While banks busily build customer-facing technology for the digital era, they are being hampered by underlying software written decades ago which is no longer fit for purpose, says London-based Thought Machine.
The firm cites the Royal Bank of Scotland's infamous IT meltdown of 2012 and the words of regulator Andrew Bailey as he later handed the bank a record £56million fine, warning of a "very poor legacy of IT resilience and inadequate management of IT risks".
Thought Machine's answer is Vault OS, core banking software created for the cloud which uses private blockchain-style technology and has cryptographic ledgers for watertight security.
The company is run by Paul Taylor (pictured) who joined Google in 2010 after it bought Phonetic Arts, the speech synthesis technology firm he co-founded. Taylor pulled in several Google engineers as well as experienced bankers as part of a 50-strong team based in East London for his new venture, which has been in the pipeline for the last two years.
The firm claims that its OS is completely flexible and handles any standard banking functions or business models. "Best of all, it employs smart contracts and machine learning to enable banks to offer a vast array of financial products - or roll out new ones in days. It is 100% future-proof."

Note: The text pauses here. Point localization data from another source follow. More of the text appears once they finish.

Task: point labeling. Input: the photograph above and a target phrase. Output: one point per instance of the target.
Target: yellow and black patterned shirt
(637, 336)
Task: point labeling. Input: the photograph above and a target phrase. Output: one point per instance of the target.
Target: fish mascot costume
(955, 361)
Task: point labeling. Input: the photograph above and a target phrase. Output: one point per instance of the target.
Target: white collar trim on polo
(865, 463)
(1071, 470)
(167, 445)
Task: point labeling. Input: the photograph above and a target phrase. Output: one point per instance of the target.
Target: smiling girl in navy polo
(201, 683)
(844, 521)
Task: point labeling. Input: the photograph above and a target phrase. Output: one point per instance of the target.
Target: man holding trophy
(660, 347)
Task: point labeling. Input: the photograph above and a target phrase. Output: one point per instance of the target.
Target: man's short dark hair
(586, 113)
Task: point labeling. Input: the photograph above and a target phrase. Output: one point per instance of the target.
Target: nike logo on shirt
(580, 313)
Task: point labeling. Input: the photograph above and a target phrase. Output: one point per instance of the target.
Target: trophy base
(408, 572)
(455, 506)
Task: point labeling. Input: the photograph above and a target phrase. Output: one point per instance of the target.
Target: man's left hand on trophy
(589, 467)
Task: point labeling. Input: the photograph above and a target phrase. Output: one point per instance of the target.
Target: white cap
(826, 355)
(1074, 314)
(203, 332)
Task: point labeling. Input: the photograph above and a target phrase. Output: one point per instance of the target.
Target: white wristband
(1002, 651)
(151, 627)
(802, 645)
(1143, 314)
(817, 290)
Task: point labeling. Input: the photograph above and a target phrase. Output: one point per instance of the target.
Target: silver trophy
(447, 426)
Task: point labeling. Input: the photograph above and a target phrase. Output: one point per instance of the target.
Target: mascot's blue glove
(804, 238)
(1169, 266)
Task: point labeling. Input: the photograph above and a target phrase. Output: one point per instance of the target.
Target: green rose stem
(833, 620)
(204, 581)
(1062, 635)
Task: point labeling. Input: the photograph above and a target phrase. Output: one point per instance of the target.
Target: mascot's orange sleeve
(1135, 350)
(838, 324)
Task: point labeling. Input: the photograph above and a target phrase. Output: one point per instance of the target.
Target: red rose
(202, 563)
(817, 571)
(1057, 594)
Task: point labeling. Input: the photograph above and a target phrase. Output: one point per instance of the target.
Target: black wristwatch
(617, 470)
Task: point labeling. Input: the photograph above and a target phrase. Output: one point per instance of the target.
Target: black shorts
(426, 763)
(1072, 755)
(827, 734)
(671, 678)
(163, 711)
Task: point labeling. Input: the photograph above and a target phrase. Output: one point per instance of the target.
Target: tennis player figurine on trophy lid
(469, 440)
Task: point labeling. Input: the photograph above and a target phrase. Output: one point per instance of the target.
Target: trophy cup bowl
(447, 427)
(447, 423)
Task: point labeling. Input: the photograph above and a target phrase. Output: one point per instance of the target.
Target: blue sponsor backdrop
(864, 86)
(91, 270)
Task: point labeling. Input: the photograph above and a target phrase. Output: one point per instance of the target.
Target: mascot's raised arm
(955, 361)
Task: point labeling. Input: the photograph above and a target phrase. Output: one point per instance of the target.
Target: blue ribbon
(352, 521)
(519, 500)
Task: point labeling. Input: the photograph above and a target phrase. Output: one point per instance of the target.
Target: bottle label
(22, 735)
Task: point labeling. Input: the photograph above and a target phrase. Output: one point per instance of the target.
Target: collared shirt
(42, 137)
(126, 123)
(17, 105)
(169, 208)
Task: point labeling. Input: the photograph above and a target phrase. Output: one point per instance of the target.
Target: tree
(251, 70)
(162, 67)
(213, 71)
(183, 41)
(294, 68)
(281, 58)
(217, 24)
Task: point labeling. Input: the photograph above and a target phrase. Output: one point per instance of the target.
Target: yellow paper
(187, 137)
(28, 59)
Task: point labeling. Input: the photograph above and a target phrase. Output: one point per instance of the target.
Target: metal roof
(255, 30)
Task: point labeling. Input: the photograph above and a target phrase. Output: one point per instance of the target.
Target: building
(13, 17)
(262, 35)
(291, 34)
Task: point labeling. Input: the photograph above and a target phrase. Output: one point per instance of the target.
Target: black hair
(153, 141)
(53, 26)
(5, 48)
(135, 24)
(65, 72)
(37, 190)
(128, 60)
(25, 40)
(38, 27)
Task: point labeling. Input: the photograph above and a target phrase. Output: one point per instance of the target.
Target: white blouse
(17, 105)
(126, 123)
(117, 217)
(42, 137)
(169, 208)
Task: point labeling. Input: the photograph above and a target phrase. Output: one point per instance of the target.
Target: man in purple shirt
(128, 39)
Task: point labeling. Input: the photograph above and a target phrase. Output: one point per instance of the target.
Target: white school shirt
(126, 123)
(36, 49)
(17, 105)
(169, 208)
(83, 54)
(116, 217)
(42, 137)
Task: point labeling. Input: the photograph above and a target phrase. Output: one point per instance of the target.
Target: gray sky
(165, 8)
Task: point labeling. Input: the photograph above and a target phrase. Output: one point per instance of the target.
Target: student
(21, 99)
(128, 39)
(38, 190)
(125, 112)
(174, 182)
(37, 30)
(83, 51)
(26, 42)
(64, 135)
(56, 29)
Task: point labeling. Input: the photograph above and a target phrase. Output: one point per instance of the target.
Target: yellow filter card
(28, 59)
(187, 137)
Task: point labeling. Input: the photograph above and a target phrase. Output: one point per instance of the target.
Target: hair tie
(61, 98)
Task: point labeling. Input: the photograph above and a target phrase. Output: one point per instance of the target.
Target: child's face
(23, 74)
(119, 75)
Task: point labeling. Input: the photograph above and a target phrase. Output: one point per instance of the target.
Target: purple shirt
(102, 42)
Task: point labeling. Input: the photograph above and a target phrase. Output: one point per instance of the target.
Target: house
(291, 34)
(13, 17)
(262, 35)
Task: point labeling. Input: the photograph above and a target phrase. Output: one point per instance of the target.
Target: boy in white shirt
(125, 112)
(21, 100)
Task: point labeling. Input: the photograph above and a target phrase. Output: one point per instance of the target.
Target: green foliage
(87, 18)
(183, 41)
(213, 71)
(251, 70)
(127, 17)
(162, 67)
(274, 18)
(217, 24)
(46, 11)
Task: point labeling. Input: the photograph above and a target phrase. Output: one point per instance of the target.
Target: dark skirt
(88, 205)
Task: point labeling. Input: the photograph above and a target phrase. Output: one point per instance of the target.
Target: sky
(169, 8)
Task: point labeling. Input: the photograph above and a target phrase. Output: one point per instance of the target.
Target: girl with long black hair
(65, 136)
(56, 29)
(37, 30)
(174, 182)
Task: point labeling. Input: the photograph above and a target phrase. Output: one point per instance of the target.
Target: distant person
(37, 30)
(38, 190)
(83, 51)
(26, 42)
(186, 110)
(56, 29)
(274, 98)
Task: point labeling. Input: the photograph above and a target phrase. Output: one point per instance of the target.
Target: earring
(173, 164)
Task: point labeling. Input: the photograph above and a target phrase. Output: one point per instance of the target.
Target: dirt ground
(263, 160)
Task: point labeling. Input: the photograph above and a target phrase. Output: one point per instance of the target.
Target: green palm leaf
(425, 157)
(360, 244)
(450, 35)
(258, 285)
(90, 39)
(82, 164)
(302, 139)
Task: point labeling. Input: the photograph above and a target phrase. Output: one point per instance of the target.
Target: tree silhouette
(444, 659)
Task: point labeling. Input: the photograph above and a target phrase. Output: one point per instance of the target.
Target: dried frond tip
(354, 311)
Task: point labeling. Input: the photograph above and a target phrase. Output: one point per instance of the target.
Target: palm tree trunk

Meanwhile, because it runs in the cloud, banks can scale to millions of customers without expensive in-house data-centres and the large operations teams typically employed to keep legacy systems from failing.
When it comes to compliance, every transaction is reported in real time so banks can determine their exact financial position at any moment. These tools are in the core of Vault OS, making implementation of capital-adequacy standards such as Basel III automatic.
Says Taylor: "People have suffered for too long from the archaic software banks are built on and their CIOs stay awake at night worrying if these systems will cope with one more day. It’s time for new ideas, built with today’s technology. Vault OS fixes broken banking and will be the engine for the banks of tomorrow."